2. Find an accomplice

To achieve this grand scheme, I needed an associate, someone mental enough to add a ton of extra work on top of their busy schedule: Nicholas Judd. Nick accepted right away and found out that Rogier started his position in May 2025, which gave us three months to prepare the best 10 years as a PI surprise party.


3. Develop your plan

The key to surprise is monotony… So we decided to ambush him during a normal lab meeting. Our lab occasionally conducts ’presentation roulette,’ where everyone prepares three slides on a random topic, and they are shuffled around. This format is ideal for honing non-content-specific presentation skills; yet, today it would serve as the perfect ambush mechanism.

Our plan was as follows:

  1. Have Rogier unknowingly present about himself after he was “randomly” chosen
  2. Have the next presenter break the surprise
  3. All the following presentations would be about him interspersed by videos from people from his past
  4. Go out to lunch & get him to pay!

Yet, first we needed to involve more people…


4. Find a date

The whole plan had to be flexible. As a parent of three children, Rogier often has to change his schedule following unexpected issues. So from the beginning we planned the surprise to be easily transferable to any day.

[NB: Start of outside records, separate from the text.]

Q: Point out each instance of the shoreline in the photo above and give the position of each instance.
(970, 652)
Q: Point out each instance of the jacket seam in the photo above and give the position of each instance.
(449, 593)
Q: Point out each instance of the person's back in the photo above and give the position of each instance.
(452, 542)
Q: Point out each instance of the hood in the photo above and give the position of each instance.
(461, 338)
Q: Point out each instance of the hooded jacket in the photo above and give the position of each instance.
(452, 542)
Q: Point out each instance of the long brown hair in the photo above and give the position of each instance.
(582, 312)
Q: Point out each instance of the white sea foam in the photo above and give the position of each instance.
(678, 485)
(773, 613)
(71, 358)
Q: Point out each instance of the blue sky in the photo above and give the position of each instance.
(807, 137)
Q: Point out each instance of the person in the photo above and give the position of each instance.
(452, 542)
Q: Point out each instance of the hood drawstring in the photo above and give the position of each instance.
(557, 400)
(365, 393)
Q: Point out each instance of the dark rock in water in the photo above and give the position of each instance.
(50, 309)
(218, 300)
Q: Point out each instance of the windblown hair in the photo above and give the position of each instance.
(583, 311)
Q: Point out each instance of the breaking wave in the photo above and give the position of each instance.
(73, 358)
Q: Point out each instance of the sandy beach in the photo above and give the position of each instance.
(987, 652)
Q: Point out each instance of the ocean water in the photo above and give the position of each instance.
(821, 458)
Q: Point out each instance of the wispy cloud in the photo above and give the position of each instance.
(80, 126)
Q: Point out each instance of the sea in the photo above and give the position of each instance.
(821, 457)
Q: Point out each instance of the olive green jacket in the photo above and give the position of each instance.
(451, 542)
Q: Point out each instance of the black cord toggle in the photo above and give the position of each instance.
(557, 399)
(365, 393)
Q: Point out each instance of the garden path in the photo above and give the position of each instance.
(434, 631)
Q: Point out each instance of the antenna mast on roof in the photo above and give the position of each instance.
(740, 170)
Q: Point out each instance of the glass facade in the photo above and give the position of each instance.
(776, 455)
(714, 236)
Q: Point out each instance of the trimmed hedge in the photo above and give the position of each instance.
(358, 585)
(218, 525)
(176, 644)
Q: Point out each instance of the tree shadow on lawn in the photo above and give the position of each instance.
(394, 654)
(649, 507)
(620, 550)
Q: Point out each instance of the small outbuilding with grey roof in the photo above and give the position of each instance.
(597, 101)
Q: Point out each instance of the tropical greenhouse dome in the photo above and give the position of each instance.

The initial plan was to have the surprise during the lab meeting of the 1st of May, which transformed into the 8th of May when one of us realized that Rogier was absent on the schedule for this lab meeting.

But no fear, Jessica stepped in and delivered a very engaging journal club and we got back on track for the 8th of May.

5. Bring in the experts

The first step was to bring his wife, Anne-Laura, into the loop. This would ensure that he would show up in person & things would go smoothly. We also got Jordy (a PhD-student in the lab) to book a one-hour meeting after lunch – ensuring he was free for a longer period. After we had the logistics in place, we started reaching out to people from his past to record videos that we could play in between presentations.

6. Be sneaky

He needed not to catch on to our master plan!

This involved him presenting first on slides entitled “The evolution of a PI”, with the next person (Nick) slowly breaking the surprise. Crucial to this working was Rogier’s belief that both the slides and his position as first were randomly assigned.

A few lab meetings before we started using random seeds to assign people to present, along with the order of presentations. We iterated through a few until we got Rogier first and me 2nd.

Surely he wouldn’t question what the “all mighty” seed says!

7. Get the gifts

On top of the presentation, we wanted Rogier to have a more physical memory of this celebration. In agreement with the lab, we ordered a “World’s Best Boss” mug from the Office. Not because we think of him as Michael Scott, but because we genuinely think he is one of the few PIs who is a very good supervisor on top of being an excellent scientist. We also wanted something to let everyone else in the building know that it was a special day for Rogier. So I (Léa) sewed him a sash - yeah, like the one that Miss & Mister Universe wear - that “10 years PI”.

8. Procrastinate & panic

Of course now that the plan was in action, we procrastinated for a week on the final details. We were very lucky to have a committed lab that helped on all our tasks and pushed the project to the finishing line with us. Each lab member created a small presentation on Rogier with the instruction to present “about anything, from serious to funny, as long as it is about Rogier”. A lot of sharks, breads and running presentations were written.

9. Force Rogier to follow our secret plan

Now that everything was in motion, we had to keep Rogier on the right path.

For the surprise to go according to plan, the lab meeting had to follow a meticulous schedule, particularly for the presentation. A random seed was “generated” to align with our program, putting Rogier as the first presenter.

Rogier, on the other hand, had a different plan…

10. Enjoy the fun!

Now we need to break it to him that he needs to pick up the bill!